Il lockdown dell'economia ha causato danni di lunga durata alla creazione dei posti di lavoro e alle imprese; ogni giorno di blocco ha significato milioni di disoccupati e migliaia di chiusure aziendali.

Non possiamo dimenticare il momento difficile che milioni di lavoratori e migliaia di aziende stanno attraversando, ed è per questo che è imperativo per i governi preservare il tessuto imprenditoriale per evitare una depressione economica le cui conseguenze sociali saranno di lunga durata.
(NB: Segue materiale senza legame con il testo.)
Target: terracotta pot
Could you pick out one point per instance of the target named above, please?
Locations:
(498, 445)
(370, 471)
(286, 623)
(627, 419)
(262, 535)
[*] traduzione di Francesco Simoncelli: https://www.francescosimoncelli.com/


1 commento:

  1. L'inevitabile conseguenza che ha significato spazzare sotto il tappeto gli errori economici del passato. Quando nel 2008 c'è stata la valanga di pignoramenti, le banche sono diventate improvvisamente proprietari di case. Allora per dare un senso a quell'asset illiquido che si sono ritrovate in pancia, si sono cimentate nel business "rent to buy". Ovvero hanno dato l'occasione ai nuovi locatari di pagare l'affitto dell'immobile cui erano interessati e così facendo pagarlo nel suo costo intero dopo tot. anni. Ovviamente a prezzo pieno, non a quello svalutato sulla scia della Grande Recessione. La miopia delle banche commerciali e della loro fame per rendimenti decenti scatenata dalle politiche della Federal Reserve ha fatto ignorare loro ciò che non si vede: con questo flusso di pagamenti hanno continuato a porre un onere non indifferente sulla classe media, il possesso di una prima casa tra le giovani coppie è crollato ai minimi storici, parecchi giovani adulti sono tornati a vivere dai genitori, accesso continuo al credito revolving per far fronte agli imprevisti (quindi ulteriori debiti contratti), un mondo del lavoro ingessato con il part-time che l'ha fatta da padrone negli ultimi dieci anni, debiti di studenti per l'università che ha fatto "guadagnare" una laurea in disaccordo con le necessità reali del mondo del lavoro. Senza aggiungere poi quelle aziende, soprattutto grandi, che hanno creato posti di lavoro fasulli sulla scia del credito facile e dell'ingegneria finanziaria, catturando temporaneamente risorse di manodopera e di capitali solo per sprecarle.

    Quindi adesso non c'è solo un asset illiquido, le case, ma due: la persona media carica di debiti ridotta sul lastrico da un'intensiva pianificazione monetaria centrale e non dal virus C.